In favour of cycling

It is very easy to be ‘in favour of cycling’ or ‘in favour of more cycling’ in some form or another. We can all make statements about how wonderful cycling is for health, for the environment, for congestion, for reducing pollution, and how we would all like to see more of it. Nice, non-contentious words.

However, it is much less easy to translate these kinds of blanket statements of endorsement into action – being in support of specific policy to enable cycling. Very often when you scratch a ‘cycling endorser’ who only talks in generalities you will find someone who isn’t actually all that bothered about cycling at all, especially when it conflicts with their preconceived ideas about how roads and streets should be designed, and should function.

Perhaps one of the most extreme and obvious examples of this phenomenon is the curious ‘StopCS11’ campaign. Committed to preventing the building of any meaningful cycling infrastructure as part of ‘Superhighway 11’ in London, StopCS11 simultaneously maintained they were ‘in favour of cycling’.

In favour of cycling; just not in favour of doing anything to make it a viable mode of transport.

Naturally, this is precisely the kind of rhetoric that is attractive to politicians who are actually opposed to cycling infrastructure. SNP politicians in Bearsden, for instance. Magnatom has done a great job dissecting their statement on the Bearsway cycle route. The SNP is of course supportive of ‘policies and measures to get people across the whole local authority getting more active’ and wants to ‘encourage walking and cycling to school by identifying safe routes’ while ‘encouraging motorists to use other forms of transport’. Who wouldn’t be in favour of that!

But will all that support and encouragement translate into getting behind a scheme that will actually enable active travel – allowing kids to cycle to school, and making cycling a viable alternative for people who are currently using their car?

“The SNP overwhelmingly supports residents cycling, but rather across the whole of East Dunbartonshire, instead of one single route, which looks doomed to fail at significant cost to the public.”

No.
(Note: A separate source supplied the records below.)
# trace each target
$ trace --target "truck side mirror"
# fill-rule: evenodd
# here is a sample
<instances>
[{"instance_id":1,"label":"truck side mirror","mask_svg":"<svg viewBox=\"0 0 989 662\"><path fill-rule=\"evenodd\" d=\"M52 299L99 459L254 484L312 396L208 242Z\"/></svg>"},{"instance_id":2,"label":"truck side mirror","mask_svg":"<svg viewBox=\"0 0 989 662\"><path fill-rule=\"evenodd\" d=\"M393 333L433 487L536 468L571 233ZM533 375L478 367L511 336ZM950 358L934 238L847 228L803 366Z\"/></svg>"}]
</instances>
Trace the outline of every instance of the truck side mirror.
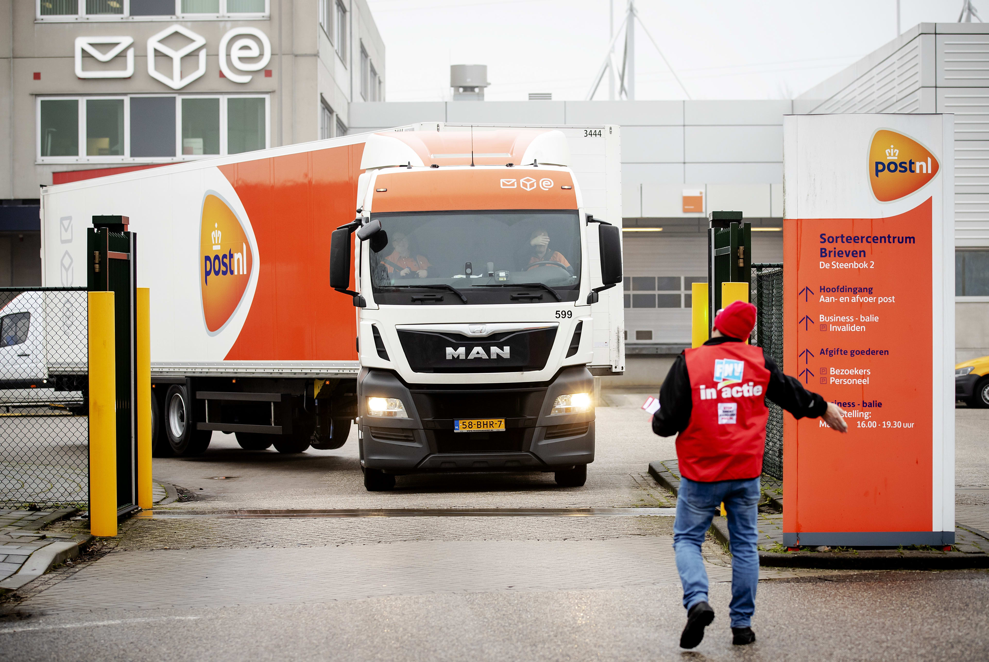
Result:
<instances>
[{"instance_id":1,"label":"truck side mirror","mask_svg":"<svg viewBox=\"0 0 989 662\"><path fill-rule=\"evenodd\" d=\"M601 251L601 282L605 285L622 282L621 230L616 226L597 226L597 246Z\"/></svg>"},{"instance_id":2,"label":"truck side mirror","mask_svg":"<svg viewBox=\"0 0 989 662\"><path fill-rule=\"evenodd\" d=\"M329 286L340 292L350 289L350 233L352 228L337 228L329 241Z\"/></svg>"}]
</instances>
The SNP is in favour of ‘supporting’ cycling everywhere in East Dunbartonshire, except – by sheer, unfortunate coincidence – for the one road where meaningful cycling infrastructure is actually being proposed.

To be clear, you can’t be ‘in favour of cycling’ if you stand opposed to schemes that will actually enable it. No amount of positive noise about encouragement, training, persuasion, ‘identifying routes’ somewhere else, or ‘considering other options’ can mask that. If you can’t back specific schemes, and can only talk in generalities, then it’s pretty obvious what your support actually amounts to.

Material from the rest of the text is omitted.